World-first study discovers why some people don't get Covid

Researchers at Queen Mary University of London found people experience long-term symptoms – or long colds – after respiratory infections that test negative for Covid-19
-Credit: (Image: Yui Mok/PA)


Researchers have shed new light on why some people do not get Covid-19. In a world-first, 36 healthy people who had never had coronavirus were deliberately given the virus that causes the disease.

The study found their immune systems responded in a novel way, helping to explain how some people avoid getting Covid. The findings may pave the way for treatments and vaccines mimicking these natural defences, not just for Covid, but potentially other diseases too.

It is the first time scientists have been able to see how the body responds to a new disease from the very point of exposure. According to the experts, their data can serve as a Rosetta stone for cells that cover various surfaces of the body, and immune cells, and reveals early responses associated with protection against infection.
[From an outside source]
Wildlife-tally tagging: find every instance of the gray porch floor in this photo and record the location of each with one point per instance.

Dr Marko Nikolic, senior author of the study at UCL and honorary consultant in respiratory medicine, said: "These findings shed new light on the crucial early events that either allow the virus to take hold or rapidly clear it before symptoms develop. We now have a much greater understanding of the full range of immune responses, which could provide a basis for developing potential treatments and vaccines that mimic these natural protective responses."

The findings, published in Nature, provide the most comprehensive timeline to date of how the body responds to Covid exposure, or any infectious disease. The scientists suggest it might be possible to extrapolate these findings to other infections, such as flu, and although the study only looked at Covid it is very likely that some of the findings might be similar across different infections.
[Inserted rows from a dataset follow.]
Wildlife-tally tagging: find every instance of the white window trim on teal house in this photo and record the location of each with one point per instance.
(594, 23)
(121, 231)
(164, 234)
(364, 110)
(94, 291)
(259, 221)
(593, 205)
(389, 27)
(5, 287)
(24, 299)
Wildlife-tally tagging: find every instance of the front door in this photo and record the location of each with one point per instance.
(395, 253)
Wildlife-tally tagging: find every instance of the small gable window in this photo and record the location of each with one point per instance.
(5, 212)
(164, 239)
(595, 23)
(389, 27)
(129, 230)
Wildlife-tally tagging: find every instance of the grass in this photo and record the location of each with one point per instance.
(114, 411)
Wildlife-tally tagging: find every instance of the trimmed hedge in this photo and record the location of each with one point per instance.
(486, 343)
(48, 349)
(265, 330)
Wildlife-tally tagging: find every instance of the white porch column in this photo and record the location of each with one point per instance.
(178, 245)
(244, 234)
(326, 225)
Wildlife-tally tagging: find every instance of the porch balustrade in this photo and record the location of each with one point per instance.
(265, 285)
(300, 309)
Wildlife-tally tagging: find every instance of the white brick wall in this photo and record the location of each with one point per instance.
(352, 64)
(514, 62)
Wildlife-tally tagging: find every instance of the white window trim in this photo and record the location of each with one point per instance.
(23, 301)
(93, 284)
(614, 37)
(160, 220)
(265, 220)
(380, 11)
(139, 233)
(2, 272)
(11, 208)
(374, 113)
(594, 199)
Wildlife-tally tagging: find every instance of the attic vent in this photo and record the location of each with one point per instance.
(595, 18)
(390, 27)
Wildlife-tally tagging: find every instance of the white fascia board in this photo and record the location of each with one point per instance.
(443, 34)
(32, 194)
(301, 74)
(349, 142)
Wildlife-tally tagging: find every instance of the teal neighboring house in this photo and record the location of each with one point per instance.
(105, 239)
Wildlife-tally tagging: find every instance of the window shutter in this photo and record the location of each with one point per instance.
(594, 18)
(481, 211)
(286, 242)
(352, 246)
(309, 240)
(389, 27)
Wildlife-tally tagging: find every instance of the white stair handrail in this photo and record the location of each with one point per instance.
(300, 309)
As part of the UK Covid-19 Human Challenge study, led by Imperial College London, 36 healthy people were given the virus through the nose. Researchers monitored the blood and lining of their noses, tracking the entire infection as well as the immune cell activity prior to the infection event for 16 volunteers.

The teams at the Wellcome Sanger Institute and UCL then used a technology called single-cell sequencing to generate a dataset of more than 600,000 individual cells. Across all of those involved in the study, the team discovered previously unreported responses involved in immediate virus detection.

This included activation of specialised immune cells in the blood and a reduction in inflammatory white blood cells that normally engulf and destroy pathogens. People who were able to immediately fight off the virus did not show a typical widespread immune response but instead mounted subtle, never-seen-before innate immune responses, researchers say.

Dr Rik Lindeboom, co-first author of the study, now at the Netherlands Cancer Institute, said: "This was an incredibly unique opportunity to see what immune responses look like when encountering a new pathogen - in adults with no prior history of Covid-19, in a setting where factors such as time of infection and comorbidities could be controlled."

Researchers from the Wellcome Sanger Institute, University College London, Imperial College London, the Netherlands Cancer Institute and their collaborators conducted the work which is part of the Human Cell Atlas initiative to map every cell type in the human body.